Entonces, la brujería aparece en función de un relato actualizado y ligado a la expansión de las luchas feministas de los últimos años. Si fue históricamente un elemento de condena social, se vuelve ahora un elemento de empoderamiento. El poder de Selena, heredado a su vez de su abuela, se pone en circulación como modo de unión y experiencia conjunta. Los momentos en los que visualmente la película se acerca a lo genérico –cuando el cuerpo de Selena se retuerce, cuando utiliza la brujería para enfrentar a sus adversarios-, adquieren una significación adicional. Implican la experiencia compartida con otras mujeres –la comunicación telepática con su hija-, la posibilidad de ponerse en el lugar de la otra simbólicamente –la escena en la que su cuerpo vuelve a actuar lo que ocurrió en la cama en la que tenían esposada a una de las chicas-, la unión indestructible entre las mujeres –en la referencia al “amarre” practicado con la hija del intendente, rematado con la frase “Lo que le hacés a una madre, se lo estás haciendo a sus hijas”– y el espacio sacrificial que implica la posibilidad de dar una parte de su vida por las otras –perder un ojo a cambio de recuperar una vida-.

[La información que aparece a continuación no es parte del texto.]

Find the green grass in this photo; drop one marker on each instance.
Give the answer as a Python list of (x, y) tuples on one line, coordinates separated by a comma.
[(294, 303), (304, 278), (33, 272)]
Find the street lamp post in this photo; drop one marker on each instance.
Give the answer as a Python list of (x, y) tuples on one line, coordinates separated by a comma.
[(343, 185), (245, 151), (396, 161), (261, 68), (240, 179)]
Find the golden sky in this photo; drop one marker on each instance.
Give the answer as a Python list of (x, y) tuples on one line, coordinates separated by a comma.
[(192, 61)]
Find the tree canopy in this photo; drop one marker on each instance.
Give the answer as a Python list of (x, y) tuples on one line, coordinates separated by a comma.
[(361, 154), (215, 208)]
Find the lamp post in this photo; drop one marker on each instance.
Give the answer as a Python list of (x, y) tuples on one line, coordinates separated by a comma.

Lo que hace de Bruja un caso particular en cuanto a la narrativa del género proviene de ese desplazamiento a un espacio simbólico relacionado con el presente. Importa más el efecto de la acción que la acción en sí misma, y la reafirmación de que cada uno de esos actos va dirigido a sostener un discurso en el que las mujeres en la sociedad actual son el centro. La renuncia a concentrarse en la sangre y correrse hacia el interés en la generación de lo sobrenatural –la secuencia en el cementerio, la explosión del patrullero, el incendio de la casa en el final-, tiene como contrapartida la afirmación de lo real como potencialmente más terrorífico. Más que las acciones de Selena, el sistema organizado para captar por vía del engaño a las mujeres para someterlas a la prostitución, asoma como una interesante mirada sobre la forma en que operan las coordenadas del terror en la sociedad actual. Más allá de algunos elementos que quedan desaprovechados –la referencia al embarazo juvenil, la sugerencia del posible cruce entre una magia “legal” encarnada en Ricardo y otra ilegal en Selena, la torpeza de la escena en el cabaret-, el logro de que la escapada de Belén que termina en el patrullero que la encuentra en el camino funcione como una síntesis de un terror menos chirriante pero más verosímil, resulta auspiciosa como mirada sobre el significado de lo terrorífico en los tiempos que vivimos.
Bruja (Argentina; 2019) Dirección: Marcelo Paez-Cubells. Guion: Matías Caruso. Fotografía: Pablo Desanzo. Edición: César Custodio. Elenco: Érica Rivas, Leticia Brédice, Rita Cortese, Pablo Rago, Miranda de la Serna, Juan Grandinetti. Duración: 93 minutos.